How to Build a Web-Browsing AI Agent Using MCP & OpenAI’s gpt-oss: A Hands-On Guide for Developers

高效码农

5 months ago

Build Your Own Web-Browsing AI Agent with MCP and OpenAI gpt-oss

A hands-on guide for junior developers, content creators, and curious minds

Why This Guide Exists
What You Will Build
Background: The MCP Ecosystem
Prerequisites: Tools & Accounts
Project 1: Local Browser Agent
Project 2: Hugging Face MCP Hub
Frequently Asked Questions
Next Steps & Roadmap

Why This Guide Exists

If you have ever wished for an assistant that can open web pages, grab the latest AI model rankings, and even create images for your blog—all without you touching a browser—this tutorial is for you.
We will use MCP (Model-Context-Protocol) and OpenAI gpt-oss-120B through Fireworks AI. All code is already inside the /browser-agent and /hf-mcp-server directories of the repository, so you can copy-paste and start experimenting immediately.

What You Will Build

Project	Core Skill	End Result
Local Browser Agent	Web automation	An agent that browses, searches, screenshots, and reports back in plain English
Hugging Face MCP Hub	AI-space orchestration	An agent that can call thousands of Hugging Face Spaces (text-to-image, text-to-video, etc.)

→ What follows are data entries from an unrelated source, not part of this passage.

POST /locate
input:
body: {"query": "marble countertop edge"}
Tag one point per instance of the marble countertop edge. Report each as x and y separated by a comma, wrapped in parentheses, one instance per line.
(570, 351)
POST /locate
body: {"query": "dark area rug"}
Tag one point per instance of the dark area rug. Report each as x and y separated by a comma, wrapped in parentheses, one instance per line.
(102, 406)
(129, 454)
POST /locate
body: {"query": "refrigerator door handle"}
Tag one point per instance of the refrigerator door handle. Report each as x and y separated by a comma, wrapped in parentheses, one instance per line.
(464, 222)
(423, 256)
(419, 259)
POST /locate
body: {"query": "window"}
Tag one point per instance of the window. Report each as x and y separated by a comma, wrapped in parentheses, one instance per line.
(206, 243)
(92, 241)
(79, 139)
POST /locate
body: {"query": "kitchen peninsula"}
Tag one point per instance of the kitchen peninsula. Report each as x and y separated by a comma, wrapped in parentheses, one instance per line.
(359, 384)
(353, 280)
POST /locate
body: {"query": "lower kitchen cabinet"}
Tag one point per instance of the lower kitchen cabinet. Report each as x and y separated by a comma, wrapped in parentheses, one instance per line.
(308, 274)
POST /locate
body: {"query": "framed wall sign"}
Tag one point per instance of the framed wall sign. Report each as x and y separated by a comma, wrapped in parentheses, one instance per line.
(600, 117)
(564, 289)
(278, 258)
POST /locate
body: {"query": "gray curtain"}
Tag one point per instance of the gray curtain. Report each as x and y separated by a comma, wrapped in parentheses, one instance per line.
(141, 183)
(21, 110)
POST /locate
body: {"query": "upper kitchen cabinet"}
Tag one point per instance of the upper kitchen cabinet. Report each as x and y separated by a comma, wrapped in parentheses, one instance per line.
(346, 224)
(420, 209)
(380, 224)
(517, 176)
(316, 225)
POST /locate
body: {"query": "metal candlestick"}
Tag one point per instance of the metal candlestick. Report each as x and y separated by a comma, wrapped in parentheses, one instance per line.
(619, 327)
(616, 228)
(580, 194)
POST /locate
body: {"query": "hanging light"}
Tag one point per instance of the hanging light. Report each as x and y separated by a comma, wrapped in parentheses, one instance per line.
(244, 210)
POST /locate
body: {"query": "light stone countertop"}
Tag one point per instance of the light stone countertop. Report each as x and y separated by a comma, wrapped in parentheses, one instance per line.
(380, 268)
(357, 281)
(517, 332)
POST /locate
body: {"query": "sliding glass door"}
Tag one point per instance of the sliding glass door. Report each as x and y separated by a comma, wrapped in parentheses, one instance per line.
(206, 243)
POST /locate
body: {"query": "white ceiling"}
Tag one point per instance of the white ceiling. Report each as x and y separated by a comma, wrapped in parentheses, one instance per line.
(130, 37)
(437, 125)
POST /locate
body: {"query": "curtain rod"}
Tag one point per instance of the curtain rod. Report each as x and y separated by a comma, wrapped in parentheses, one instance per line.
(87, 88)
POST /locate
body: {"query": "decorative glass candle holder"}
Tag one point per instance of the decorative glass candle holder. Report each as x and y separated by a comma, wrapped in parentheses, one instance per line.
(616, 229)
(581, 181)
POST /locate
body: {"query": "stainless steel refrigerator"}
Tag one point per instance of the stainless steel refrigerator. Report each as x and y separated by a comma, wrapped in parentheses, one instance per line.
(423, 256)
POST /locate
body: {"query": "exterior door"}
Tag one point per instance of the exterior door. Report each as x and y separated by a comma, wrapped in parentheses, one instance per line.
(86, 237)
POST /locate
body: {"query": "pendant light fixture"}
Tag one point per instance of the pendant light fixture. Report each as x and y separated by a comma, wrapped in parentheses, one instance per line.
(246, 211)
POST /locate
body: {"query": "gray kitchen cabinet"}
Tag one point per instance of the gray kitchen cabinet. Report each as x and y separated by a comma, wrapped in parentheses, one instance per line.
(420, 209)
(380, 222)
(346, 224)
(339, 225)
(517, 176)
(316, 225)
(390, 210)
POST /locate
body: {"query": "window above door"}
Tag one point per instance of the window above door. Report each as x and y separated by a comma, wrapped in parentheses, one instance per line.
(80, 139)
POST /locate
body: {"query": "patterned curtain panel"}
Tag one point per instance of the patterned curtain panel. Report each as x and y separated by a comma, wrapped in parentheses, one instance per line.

No GPU is required; everything runs either locally or on managed services.

Background: The MCP Ecosystem

1. What is MCP?

MCP is a lightweight protocol that lets any language model use external tools through a standardized interface.
Think of it as a USB-C port for AI: one plug, many devices.

2. Three Moving Parts

Part	Real-World Analogy	Responsibility
MCP Server	Browser plug-in	Exposes one specific capability (e.g., open Chrome, call an API)
MCP Client	Browser itself	Decides which plug-ins to load, passes user requests, returns results
Agent	End user	Writes or speaks a request in natural language

3. Why not use plain Function Calling?

Function Calling is tied to a single provider. MCP is provider-agnostic: today you run gpt-oss, tomorrow you swap to another model—no code change required.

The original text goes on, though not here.